Could this thread be -yet- one more case of Drug-induced CFS?

And when it comes to a viral infection (such as HBV or EBV) consider the following :


liver injury caused by the viral infection affects many cellular processes such as cell signaling, apoptosis, transcription, DNA repair which in turn induce radical effects on cell survival, growth, transformation and maintenance. The consequence of such perturbations is resulted in the alteration of bile secretion, gluconeogenesis, glycolysis, detoxification and metabolism of carbohydrates, proteins, fat and balance of nutrients.The identification and elucidation of the molecular pathways perturbed by the viral proteins are important in order to design effective strategy to minimize and/or restore the hepatocytes injury."

In the same paper you will also find several entries about Unfolded Protein response, Endoplasmic Reticulum Stress.

Link :
https://www.ncbi.nlm.nih.gov/pmc/articles/PMC4168079/


Up next : There appears also to be a connection between vaccinations and ME/CFS :

Chronic fatigue syndrome and fibromyalgia following immunization with the hepatitis B vaccine: another angle of the 'autoimmune (auto-inflammatory) syndrome induced by adjuvants' (ASIA).

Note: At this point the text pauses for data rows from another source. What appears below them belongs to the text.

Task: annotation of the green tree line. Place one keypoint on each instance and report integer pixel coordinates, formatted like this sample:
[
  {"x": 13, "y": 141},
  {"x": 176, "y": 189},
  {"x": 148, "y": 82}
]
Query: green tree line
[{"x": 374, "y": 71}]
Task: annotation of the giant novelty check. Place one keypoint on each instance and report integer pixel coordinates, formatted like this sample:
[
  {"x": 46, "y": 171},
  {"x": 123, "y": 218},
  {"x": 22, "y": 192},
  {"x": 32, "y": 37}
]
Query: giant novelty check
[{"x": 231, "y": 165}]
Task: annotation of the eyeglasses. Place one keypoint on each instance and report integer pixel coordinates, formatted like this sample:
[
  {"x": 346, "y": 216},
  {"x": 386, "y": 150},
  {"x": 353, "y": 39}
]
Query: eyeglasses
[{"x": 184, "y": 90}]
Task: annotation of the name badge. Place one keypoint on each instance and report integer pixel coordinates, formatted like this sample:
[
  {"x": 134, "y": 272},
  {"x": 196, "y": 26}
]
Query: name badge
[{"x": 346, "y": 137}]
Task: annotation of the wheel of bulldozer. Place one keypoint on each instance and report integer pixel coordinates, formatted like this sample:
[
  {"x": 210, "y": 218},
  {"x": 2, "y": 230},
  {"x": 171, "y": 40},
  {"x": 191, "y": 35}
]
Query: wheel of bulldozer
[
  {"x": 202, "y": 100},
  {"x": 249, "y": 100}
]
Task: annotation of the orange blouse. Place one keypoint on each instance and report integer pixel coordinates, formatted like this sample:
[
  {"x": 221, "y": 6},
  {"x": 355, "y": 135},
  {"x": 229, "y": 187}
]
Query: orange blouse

https://www.ncbi.nlm.nih.gov/pubmed/25427994

We can hypothesise that one reason this may be happening is because of the following :

Hepatitis B vaccine induces apoptotic death in Hepa1-6 cells.
....
....

We conclude that exposure of Hepa1-6 cells to a low dose of adjuvanted hepatitis B vaccine leads to loss of mitochondrial integrity, apoptosis induction, and cell death, apoptosis effect was observed also in C2C12 mouse myoblast cell line after treated with low dose of vaccine (0.3, 0.1, 0.05 μg/ml). In addition In vivo apoptotic effect of hepatitis B vaccine was observed in mouse liver.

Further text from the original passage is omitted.